An access handler implements the Apache
ap_hook_check_access_ex()
handler. This is a special
handler that inspects the request headers or request body and makes an
authentication and authorization decision. This handler is run before other
handlers and is a nice method to separate authentication code from
content.
If the user passes the checks, nothing happens and the RubyHandler or any
other handler is run. This is also compatible with any other content handlers
like mod_cgi
, mod_dir
,
mod_autoindex
, etc.
If the user fails your authentication/authorization check, the error response can be an HTTP 401 Unauthorized response to request Basic auth or OAuth2 bearer tokens. Or something more simple like a redirect to an authentication system.

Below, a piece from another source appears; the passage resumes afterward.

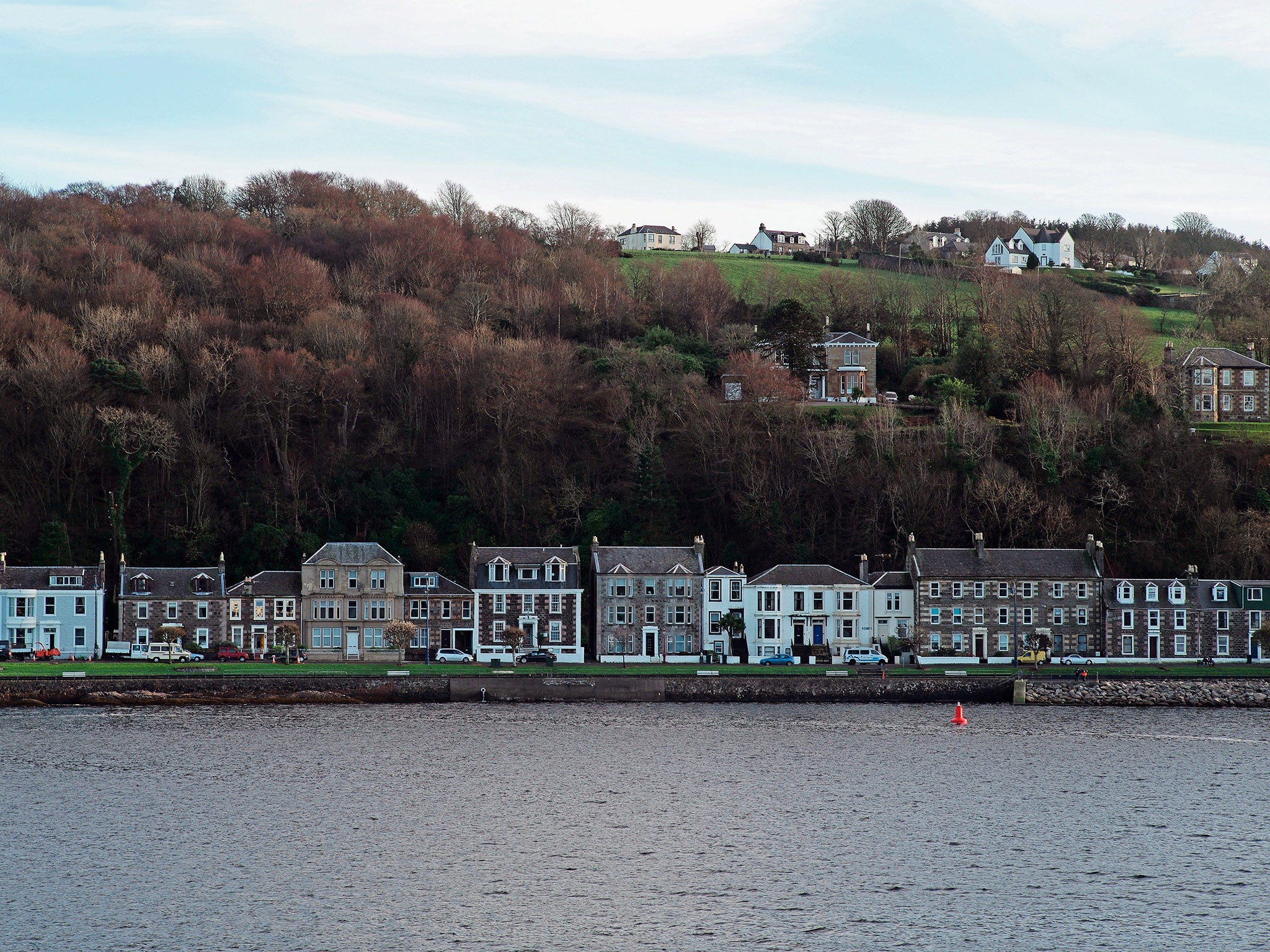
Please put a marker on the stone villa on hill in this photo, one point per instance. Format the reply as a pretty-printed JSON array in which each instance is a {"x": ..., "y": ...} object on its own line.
[
  {"x": 773, "y": 242},
  {"x": 1221, "y": 385}
]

Here is an Apache config example for setting up a Framework Handler that is used as an Access Handler:
RubyHandlerDeclare ACCESS_TEST RubyHandlerModule ACCESS_TEST "/var/www/html/access_test.rb" RubyHandlerClass ACCESS_TEST AccessTest::Handler RubyHandlerMethod ACCESS_TEST check_access <Directory "/var/www/cgi-bin"> RubyAccessHandler ACCESS_TEST </Directory> <Directory "/var/www/html"> RubyAccessHandler ACCESS_TEST </Directory> RubyHandlerDeclare DECLINED RubyHandlerModule DECLINED "/var/www/html/declined.rb" RubyHandlerClass DECLINED Declined::Handler RubyHandlerMethod DECLINED check_access <Location "/assets"> RubyAccessHandler DECLINED </Location
Some pseudocode that might be used as access_test.rb
:
module AccessTest class Handler def check_access(request) if authorized? request.set_user(@username) else r.setStatus(401) r.headers_out['WWW-Authenticate'] = "Basic" end end end end
In some cases, you might want to exclude some paths from authentication,
like assets. Since you can’t remove a RubyAccessHandler
, we
can set a new one that does nothing but return. It’s lightweight, and doesn’t
add the extra overhead of authentication.

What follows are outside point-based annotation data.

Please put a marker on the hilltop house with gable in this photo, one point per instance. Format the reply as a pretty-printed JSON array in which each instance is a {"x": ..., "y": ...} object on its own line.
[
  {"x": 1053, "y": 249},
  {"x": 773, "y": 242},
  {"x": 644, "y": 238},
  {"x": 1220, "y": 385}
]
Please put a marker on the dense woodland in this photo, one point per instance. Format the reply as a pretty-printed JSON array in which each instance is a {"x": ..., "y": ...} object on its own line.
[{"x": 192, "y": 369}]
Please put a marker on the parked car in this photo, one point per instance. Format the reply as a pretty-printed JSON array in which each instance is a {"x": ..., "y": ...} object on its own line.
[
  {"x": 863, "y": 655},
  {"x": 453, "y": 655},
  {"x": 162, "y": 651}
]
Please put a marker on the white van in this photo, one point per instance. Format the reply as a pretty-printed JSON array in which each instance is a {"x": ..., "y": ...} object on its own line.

module Declined class Handler def check_access(request) end end end
There are two classes of module handlers: script handlers and framework
handlers. There are two subclasses of script handlers: RHTML and CGI. Script
handlers are created for convienience. Their purpose, along with the
DefaultHandler
directives are just to make it as easy as
possible to get something going. They exist just for the sake of
simplicity. They require very little knowledge or work to get Ruby code running
within Apache.
Framework handlers offer greater control, specificity, and features than
script handlers, but require a little more effort and understanding. They
slipstream into Apache’s native configuration directives such as
Directory
, Location
, and
File
, giving you tremendous flexibility and fine-grained
control over what handlers fire and under what conditions, with the option of
adding custom configuration settings with each handler. We will soon see that
they even enable you to build upon, override and merge directives for different
directories, locations and files.
To set up a for framework handler, you have to follow three basic steps:
Declare and define one or more framework handlers using
RubyHandlerDeclare
, RubyHandlerModule
,
RubyHandlerClass
and RubyHandlerMethod
directives.
Tell Apache to call the ruby-handler
handler using
<Files>
, <Location>
<Directory>
contexts with either the
AddHandler
or SetHandler
directives. This is phase 1.
Connect the ruby-handler
to the specific framework
handler using the RubyHandler
directive. This is phase
2.
As a result, you can create an unlimited number of different handlers for different files, directories, locations, extensions and contexts.